部屋の外からは、荒木田さんと暁君の着替えを洗う洗濯機の音。
「ずっと1人で住んでるのか?」
「勇気のお父さんが生きてた頃は……勇気のお父さんが親代わりだった。それ以降は、ずっと1人」
「気を悪くする質問かもしれないけど……生活費なんかは?」
「国連機関だか外国のNGOだがやってる生活保護と高専の奨学金……あとはバイト」
「就職先は有るのか?」
「『本土』か……さもなくば外国かのどっちかだと思う」
話す事もなくなり、荒木田さんが洗濯物をベランダに干した後、私達は眠りについた。
TVも無い。本は学校の教科書だけ。主に高専で使ってるモバイルPCが一台。何もする事が無い帰ったらシャワー浴びて寝るだけの殺風景な部屋。

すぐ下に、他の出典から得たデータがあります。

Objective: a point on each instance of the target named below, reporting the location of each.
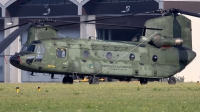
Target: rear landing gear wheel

夜中に目が覚めて、ふと、枕元の目覚まし時計を見る。日付は八月一六日。
そうだ……。丁度、今日で、一〇年目だ……。
富士山が爆発してから……。
一応の故郷が無くなってから……。
かつての「首都圏」が壊滅してから……。
そして……あたしが「富士山の女神」を名乗る存在に取り憑かれてから……。
この「神様」が、前に取り憑いていた「お姉ちゃん」が殺されてから……。